In December, Congresswoman Carson's colleague from Michigan, John Conyers, issued a 273-page report outlining forms of misconduct the Bush Administration engaged in leading up to and since the Iraq war. Conyers writes: "I have found that there is substantial evidence the President, Vice President and other high-ranking members of the Bush Administration misled Congress and the American people regarding the decision to go to war in Iraq; misstated and manipulated intelligence information regarding the justification for such a war; countenanced torture and cruel, inhuman and degrading treatment in Iraq; and permitted inappropriate retaliation against critics of their Administration."

Conyers goes on to say that a case can be made that these actions by the President and Vice President violate a number of federal laws, including fraud against the United States, making false statements to Congress, misuse of government funds, the breaking of international treaties and the failure to enforce federal laws and regulations. Then, as his report was finalized, the news broke that the President had ordered the National Security Agency to engage in wiretapping without obtaining court approval in apparent violation of the Foreign Intelligence and Surveillance Act.

These could be "high crimes and misdemeanors," or grounds for impeachment - a process that begins in the House of Representatives.

Conyers wants to conduct an investigation into these matters similar to the investigation Sam Ervin headed over the Nixon Administration's Watergate scandal in the 1970s.
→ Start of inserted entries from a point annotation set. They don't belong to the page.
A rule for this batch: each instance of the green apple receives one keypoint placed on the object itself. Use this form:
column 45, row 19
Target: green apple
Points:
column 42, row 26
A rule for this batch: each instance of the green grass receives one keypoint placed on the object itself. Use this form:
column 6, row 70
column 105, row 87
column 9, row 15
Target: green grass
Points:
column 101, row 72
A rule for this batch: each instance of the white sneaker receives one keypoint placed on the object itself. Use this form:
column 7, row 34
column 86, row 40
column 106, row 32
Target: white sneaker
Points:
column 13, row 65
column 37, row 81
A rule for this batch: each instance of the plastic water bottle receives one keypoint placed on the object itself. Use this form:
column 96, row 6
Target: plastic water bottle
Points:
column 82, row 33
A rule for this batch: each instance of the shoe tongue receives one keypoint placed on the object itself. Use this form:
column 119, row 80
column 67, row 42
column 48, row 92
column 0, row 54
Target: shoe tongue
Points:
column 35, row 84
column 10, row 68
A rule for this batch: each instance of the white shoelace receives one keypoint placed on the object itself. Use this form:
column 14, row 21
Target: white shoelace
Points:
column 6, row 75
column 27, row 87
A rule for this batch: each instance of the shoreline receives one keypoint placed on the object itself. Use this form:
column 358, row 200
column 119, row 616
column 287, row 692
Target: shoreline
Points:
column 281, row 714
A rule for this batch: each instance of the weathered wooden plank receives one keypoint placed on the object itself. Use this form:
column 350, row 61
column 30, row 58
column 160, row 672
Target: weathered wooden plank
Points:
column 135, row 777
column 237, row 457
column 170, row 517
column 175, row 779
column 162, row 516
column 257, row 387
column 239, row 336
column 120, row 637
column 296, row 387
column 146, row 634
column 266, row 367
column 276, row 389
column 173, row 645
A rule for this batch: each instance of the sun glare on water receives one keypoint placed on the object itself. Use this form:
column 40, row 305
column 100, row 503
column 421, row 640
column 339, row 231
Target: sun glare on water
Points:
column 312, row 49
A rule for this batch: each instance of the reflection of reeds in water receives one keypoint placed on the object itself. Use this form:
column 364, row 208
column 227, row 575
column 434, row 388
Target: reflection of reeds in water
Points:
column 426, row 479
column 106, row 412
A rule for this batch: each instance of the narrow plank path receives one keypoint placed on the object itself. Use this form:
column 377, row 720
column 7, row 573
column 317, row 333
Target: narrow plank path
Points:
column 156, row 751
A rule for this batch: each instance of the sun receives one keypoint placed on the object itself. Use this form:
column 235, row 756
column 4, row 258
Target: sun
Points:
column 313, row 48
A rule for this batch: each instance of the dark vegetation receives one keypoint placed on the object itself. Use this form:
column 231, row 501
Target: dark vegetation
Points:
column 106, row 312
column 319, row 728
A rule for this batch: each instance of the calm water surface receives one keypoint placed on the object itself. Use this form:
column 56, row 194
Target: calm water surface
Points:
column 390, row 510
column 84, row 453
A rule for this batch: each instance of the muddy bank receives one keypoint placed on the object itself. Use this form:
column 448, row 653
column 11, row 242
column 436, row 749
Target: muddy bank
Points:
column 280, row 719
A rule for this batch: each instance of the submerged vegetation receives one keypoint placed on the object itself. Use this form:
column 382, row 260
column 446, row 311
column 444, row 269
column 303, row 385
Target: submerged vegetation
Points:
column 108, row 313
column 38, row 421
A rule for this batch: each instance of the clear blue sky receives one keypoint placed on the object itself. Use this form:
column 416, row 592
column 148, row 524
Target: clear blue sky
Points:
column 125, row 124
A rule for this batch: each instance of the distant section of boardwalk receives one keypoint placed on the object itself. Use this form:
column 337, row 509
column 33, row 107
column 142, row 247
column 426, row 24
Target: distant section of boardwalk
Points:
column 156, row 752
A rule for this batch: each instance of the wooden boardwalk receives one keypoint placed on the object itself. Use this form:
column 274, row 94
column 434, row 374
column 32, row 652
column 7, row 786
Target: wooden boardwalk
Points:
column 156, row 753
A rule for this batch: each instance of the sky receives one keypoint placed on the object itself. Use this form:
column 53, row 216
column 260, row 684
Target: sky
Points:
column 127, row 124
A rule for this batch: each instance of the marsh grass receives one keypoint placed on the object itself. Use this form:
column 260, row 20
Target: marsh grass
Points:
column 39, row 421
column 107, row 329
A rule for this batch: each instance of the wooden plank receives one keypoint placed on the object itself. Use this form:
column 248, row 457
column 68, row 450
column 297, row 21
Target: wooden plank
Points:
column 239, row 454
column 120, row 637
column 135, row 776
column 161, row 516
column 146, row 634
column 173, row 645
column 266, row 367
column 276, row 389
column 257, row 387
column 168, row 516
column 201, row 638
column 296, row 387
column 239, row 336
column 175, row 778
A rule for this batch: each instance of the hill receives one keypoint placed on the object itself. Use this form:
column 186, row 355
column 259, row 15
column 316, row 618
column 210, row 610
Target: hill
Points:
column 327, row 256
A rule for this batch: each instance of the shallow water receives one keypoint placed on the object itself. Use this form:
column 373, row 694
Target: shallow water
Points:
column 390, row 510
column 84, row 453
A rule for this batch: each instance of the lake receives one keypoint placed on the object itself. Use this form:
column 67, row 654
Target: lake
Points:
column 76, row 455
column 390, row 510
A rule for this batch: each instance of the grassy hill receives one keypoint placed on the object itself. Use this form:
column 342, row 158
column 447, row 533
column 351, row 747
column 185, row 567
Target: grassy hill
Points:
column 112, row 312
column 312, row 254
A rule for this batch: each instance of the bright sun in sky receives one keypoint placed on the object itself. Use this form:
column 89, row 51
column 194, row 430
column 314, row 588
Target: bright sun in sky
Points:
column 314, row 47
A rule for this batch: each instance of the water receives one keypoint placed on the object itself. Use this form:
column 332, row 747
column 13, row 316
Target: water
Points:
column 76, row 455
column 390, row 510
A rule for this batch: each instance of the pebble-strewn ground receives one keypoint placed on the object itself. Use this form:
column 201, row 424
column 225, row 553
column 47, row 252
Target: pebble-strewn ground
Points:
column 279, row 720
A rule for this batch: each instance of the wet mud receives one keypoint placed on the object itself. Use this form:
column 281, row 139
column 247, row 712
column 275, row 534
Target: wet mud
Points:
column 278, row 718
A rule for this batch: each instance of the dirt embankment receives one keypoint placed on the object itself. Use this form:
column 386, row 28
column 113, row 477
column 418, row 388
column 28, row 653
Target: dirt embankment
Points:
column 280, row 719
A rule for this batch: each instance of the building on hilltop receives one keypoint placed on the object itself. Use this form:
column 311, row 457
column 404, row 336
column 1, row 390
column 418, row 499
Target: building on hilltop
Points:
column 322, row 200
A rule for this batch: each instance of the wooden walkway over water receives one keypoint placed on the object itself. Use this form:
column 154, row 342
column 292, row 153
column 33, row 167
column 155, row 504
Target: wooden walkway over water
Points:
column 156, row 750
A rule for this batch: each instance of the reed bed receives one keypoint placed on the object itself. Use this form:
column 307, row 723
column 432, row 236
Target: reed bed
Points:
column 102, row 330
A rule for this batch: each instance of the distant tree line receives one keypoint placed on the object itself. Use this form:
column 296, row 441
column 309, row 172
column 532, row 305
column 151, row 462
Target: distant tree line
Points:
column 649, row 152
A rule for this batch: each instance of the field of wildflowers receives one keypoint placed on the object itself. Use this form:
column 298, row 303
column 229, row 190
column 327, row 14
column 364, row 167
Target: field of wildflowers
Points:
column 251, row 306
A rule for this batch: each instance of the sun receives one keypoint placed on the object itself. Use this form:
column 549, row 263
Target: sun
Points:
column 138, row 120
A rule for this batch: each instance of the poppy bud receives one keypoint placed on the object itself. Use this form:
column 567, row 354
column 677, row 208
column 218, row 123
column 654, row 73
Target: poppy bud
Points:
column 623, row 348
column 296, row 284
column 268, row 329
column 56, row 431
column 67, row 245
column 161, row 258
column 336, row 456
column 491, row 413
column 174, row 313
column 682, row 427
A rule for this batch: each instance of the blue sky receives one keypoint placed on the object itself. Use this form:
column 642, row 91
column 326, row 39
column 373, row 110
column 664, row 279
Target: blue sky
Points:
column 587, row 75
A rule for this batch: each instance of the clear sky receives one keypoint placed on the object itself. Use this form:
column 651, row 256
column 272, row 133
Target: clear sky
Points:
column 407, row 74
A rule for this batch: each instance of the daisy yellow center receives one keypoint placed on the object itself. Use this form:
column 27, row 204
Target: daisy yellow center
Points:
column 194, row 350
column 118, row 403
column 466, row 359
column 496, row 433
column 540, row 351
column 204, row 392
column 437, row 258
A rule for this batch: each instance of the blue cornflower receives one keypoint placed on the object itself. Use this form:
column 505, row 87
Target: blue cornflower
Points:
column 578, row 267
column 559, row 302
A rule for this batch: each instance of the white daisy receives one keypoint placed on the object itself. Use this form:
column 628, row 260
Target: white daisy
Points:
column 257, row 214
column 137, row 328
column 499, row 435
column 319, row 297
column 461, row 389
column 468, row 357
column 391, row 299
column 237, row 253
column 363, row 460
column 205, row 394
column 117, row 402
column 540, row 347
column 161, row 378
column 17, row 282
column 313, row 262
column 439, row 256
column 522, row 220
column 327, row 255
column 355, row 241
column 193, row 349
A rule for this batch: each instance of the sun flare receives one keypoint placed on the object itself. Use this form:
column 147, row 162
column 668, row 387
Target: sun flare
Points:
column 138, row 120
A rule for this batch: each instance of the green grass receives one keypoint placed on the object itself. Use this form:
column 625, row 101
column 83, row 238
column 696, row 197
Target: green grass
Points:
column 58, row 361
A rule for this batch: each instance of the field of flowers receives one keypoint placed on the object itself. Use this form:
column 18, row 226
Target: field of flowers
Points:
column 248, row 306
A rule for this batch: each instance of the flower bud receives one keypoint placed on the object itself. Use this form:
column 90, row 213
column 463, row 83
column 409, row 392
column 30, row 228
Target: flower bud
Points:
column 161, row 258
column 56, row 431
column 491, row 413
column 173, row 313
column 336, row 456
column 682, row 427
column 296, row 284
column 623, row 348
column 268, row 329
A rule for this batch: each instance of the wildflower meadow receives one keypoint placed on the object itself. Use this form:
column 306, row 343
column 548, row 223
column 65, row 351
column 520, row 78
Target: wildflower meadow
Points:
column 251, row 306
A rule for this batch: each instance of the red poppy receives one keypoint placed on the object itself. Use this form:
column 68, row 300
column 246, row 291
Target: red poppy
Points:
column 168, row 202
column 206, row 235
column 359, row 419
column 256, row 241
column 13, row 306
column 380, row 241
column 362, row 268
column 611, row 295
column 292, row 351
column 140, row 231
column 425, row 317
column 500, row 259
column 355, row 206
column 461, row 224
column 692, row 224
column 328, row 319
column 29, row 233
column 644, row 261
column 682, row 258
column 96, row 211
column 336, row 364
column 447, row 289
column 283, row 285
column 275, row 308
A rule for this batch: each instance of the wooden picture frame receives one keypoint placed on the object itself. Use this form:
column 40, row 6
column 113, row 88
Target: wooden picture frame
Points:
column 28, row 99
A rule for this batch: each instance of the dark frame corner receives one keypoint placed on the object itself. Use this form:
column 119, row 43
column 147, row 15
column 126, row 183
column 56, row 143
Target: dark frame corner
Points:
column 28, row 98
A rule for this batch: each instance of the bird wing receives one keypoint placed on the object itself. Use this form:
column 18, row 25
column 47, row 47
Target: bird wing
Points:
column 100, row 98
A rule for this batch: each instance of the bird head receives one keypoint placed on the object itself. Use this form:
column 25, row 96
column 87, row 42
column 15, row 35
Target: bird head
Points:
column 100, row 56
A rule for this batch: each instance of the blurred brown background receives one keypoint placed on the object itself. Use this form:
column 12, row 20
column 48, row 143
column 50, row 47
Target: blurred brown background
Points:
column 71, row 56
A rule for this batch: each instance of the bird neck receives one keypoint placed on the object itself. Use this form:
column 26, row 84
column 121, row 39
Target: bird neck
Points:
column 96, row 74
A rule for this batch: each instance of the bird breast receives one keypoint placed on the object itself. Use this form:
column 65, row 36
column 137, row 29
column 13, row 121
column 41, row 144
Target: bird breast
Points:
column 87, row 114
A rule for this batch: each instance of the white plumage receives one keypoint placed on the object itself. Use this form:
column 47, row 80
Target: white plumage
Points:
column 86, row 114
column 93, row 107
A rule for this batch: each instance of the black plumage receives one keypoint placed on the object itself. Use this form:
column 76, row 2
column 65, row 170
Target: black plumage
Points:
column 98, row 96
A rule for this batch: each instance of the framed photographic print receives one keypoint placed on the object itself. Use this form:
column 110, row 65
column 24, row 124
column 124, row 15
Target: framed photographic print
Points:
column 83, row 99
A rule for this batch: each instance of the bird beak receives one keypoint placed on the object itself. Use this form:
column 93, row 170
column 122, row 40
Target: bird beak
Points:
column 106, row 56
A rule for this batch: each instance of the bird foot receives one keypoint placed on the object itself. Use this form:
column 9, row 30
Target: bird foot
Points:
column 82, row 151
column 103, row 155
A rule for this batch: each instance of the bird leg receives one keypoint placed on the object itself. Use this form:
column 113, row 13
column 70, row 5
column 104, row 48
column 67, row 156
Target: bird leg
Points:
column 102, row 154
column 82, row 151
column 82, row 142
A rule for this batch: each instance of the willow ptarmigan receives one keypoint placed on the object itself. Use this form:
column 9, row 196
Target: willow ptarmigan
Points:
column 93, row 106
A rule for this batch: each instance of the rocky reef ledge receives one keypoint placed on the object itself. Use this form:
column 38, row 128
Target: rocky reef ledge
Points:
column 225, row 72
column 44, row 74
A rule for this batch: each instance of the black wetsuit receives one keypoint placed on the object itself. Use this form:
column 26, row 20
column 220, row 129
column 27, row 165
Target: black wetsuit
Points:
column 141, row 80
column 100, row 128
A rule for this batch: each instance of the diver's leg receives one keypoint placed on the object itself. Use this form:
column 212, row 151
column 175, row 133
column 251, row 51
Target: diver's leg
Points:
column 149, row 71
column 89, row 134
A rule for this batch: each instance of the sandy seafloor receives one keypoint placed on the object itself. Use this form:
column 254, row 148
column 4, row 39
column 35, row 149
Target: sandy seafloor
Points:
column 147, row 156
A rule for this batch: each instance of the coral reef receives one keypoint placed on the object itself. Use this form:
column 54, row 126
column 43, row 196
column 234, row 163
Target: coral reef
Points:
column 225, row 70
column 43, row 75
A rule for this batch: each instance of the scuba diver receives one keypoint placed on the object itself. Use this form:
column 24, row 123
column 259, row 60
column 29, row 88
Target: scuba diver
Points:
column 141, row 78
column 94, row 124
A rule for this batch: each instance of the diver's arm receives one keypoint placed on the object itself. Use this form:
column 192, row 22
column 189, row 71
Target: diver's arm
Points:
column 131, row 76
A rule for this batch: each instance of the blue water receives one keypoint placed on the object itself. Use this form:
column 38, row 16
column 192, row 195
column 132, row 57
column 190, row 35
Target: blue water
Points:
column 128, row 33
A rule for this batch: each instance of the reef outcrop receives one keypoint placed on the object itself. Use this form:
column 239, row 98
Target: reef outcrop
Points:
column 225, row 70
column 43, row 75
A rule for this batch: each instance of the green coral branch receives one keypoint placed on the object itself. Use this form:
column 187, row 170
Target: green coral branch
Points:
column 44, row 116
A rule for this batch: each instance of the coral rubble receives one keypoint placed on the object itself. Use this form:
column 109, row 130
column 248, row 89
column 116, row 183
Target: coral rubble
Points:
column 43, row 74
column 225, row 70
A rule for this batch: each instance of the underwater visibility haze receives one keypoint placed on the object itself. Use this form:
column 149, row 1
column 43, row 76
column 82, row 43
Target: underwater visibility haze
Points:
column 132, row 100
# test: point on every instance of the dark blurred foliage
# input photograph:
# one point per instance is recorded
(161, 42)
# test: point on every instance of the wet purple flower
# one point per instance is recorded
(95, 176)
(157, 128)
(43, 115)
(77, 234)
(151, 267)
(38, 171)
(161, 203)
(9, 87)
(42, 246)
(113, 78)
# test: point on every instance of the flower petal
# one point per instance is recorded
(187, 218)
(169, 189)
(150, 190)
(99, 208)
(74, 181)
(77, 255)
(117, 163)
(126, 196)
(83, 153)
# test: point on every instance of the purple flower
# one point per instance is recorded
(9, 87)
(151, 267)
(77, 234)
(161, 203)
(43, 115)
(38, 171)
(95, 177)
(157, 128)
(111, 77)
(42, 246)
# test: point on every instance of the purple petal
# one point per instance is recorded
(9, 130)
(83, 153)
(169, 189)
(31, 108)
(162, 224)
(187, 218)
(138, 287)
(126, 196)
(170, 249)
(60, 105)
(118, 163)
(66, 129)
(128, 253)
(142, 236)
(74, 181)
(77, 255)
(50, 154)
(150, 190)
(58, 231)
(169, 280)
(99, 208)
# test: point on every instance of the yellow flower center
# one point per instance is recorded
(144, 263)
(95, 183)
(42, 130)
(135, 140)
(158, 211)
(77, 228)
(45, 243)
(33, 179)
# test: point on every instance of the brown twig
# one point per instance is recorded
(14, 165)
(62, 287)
But House Republicans, in collusion with the White House, have blocked his ability to gather relevant information. Conyers believes that this stonewalling warrants censure by Congress and has introduced resolutions to do that.

Conyers concludes that while his report is limited largely to Iraq, "I believe it holds lessons for our nation at a time of entrenched one-party rule and abuse of power in Washington. If the present administration is willing to break the law in order to achieve political objectives in Iraq, and Congress is unwilling to confront or challenge their hegemony, many of our cherished democratic principles are in jeopardy."

In the past few weeks, representatives of President Bush, including Vice President Cheney and Attorney General Gonzales have asserted that, in wartime, the law is whatever the President says it is. Meanwhile, Secretary of Defense Rumsfeld has told the National Press Club that the War on Terror, now officially renamed The Long War, will probably last decades. The groundwork for an imperial presidency - a president above the law - has been established.

Unless, that is, the House of Representatives will pass Conyers' motion to censure and insist on an investigation into wrongdoing. Whether or not this leads to the drafting of a bill of impeachment is almost beside the point. The real issue has to do with Congress standing up for the constitutional separation of powers and putting the brakes on an executive branch that is out of control.

Carson already has a significant record on this issue - first, by courageously dissenting and voting against the resolution giving the President the power to make war in 2003, and then, last June, by signing a letter drafted by Conyers calling for congressional investigation into information revealed in the Downing Street Minutes, a document that indicates the Bush Administration manipulated intelligence to make its case for war.

Mr. Kiser, on the other hand, has said nothing about the gathering storm in the House, preferring instead to limit himself to generalities about the importance of education and his opposition to tax cuts for the rich.

Between now and the primary in May, voters need to demand that both candidates make it absolutely clear about whether or not they are prepared to stand with John Conyers in his fight to call the Bush Administration to account. If ever there was a litmus test, this is it.